Perché nascono gli orologi a Micro rotore? Perché negli anni 60 con l'avvento del l'automatico ormai abbondantemente sviluppato e collaudato sin dai tempi dei primi sistemi messi a punto da Harwood ci si pone l'obbiettivo di realizzare calibri automatici ultrapiatti e in quanto tali adatti ad ospitare platine aggiuntive come quelle del calendario perpetuo, tradizionalmente utilizzato su orologi classici ed eleganti, quindi di diametro e spessore sufficientemente contenuti per la tipologia.
I produttori rispondono a questa sfida mettendo a punto soluzioni estreme e non convenzionali, diverse tra loro, ma tutte ugualmente affascinanti e ardite.
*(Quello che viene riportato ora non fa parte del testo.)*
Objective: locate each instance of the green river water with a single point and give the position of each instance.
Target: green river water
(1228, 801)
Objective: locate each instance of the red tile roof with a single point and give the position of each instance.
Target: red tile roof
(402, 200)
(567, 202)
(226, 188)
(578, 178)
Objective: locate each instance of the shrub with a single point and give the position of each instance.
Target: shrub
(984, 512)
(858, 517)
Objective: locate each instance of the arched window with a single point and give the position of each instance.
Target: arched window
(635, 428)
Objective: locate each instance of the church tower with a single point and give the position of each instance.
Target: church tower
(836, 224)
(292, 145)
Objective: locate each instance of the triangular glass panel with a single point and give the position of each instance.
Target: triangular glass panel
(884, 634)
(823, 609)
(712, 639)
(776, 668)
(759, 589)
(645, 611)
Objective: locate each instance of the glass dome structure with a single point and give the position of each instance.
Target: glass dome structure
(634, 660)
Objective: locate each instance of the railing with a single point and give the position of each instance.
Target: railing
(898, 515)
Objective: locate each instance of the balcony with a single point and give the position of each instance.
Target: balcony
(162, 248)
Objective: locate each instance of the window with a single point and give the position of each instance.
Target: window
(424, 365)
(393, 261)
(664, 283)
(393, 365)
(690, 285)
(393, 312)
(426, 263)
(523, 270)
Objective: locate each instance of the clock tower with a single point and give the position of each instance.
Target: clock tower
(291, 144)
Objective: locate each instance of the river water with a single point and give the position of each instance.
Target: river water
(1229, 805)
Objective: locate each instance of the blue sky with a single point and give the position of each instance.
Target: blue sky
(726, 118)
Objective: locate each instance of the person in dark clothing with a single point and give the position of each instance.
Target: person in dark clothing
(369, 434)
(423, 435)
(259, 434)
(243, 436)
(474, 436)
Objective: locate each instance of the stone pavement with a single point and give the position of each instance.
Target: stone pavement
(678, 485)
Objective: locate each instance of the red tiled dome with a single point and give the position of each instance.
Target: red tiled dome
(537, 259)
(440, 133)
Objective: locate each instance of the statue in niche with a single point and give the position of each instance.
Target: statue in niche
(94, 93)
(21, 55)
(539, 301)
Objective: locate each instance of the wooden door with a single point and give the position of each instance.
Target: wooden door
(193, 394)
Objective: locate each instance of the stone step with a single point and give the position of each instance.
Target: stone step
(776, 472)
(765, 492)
Che sono la ragione principale che definisce il fascino di questa tipologia di calibri, tra cui quelli a Micro rotore di UG e Piaget, ancor più di Quanto non lo siano gli ultraplat manuali.
Che senso ha, quindi, in micro rotore su un calibro di spessore "convenzionale" ottenibile con una soluzione altrettanto convenzionale? E ancor più che senso ha un Micro rotore che non dovendo garantire nessun eccezionale contenimento dello spessore non offre nemmeno una soluzione particolarmente ardita e affascinante per la sua implementazione?
Per capire, da questo punto di vista, la differenza concettuale tra un UG 66 e un Chopard x.96 basta osservare il modo incredibile in cui il Micro rotore e la ruota di carica automatica sono integrate nell'UG.
Ci aiuta in questo senso l'esploso del 240, in cui si vede come il tutto é congegnato
Il tutto é assemblato e tenuto in posizione dalla ruota 1497 la cui parte centrale, fissa, é ancorata alla platina per mezzo della piccola vite 51143, mentre la parte mobile a cui è ancorata la massa oscillante per mezzo delle due viti 51497 è libera di ruotare sulla parte fissa attraverso sette microsfere.
Le suddette microsfere non possono vagare in quanto bloccate in posizione dalla particolare calettatura dell'anima della ruota, e oltre a permettere lo scorrimento della parte esterna su quella interna impediscono che le due parti abbiano gioco verticale, garantendo così che la massa oscillante non possa muoversi verticalmente. Tutto il sistema, inclusa la ruota 1165 montata sul ponte basculante e vincolata nel medesimo modo attraverso le microsfere in acciaio, ha uno spessore contenuto nello spessore della platina!
Questa é tutta la differenza che c'è tra un estremo calibro ultrapiatto e un convenzionale calibro demiplat, l'ingegno e l'ardimento delle soluzioni adottate per risparmiare quella manciata di decimi di millimetro. Che non fanno il "pregio" di un calibro, ne sono solo il risultato misurabile.
Correvano i ruggenti anni 60, quando ancora i cnc non esistevano e realizzare parti meccaniche con quelle dimensioni e quelle tolleranze era una vera sfida che solo pochissimi potevano raccogliere e vincere.
Altro che amplitudini e masturbazioni da cronocomparatore, buona parte della differenza tra una macchina estrema e una convenzionale é tutta qui.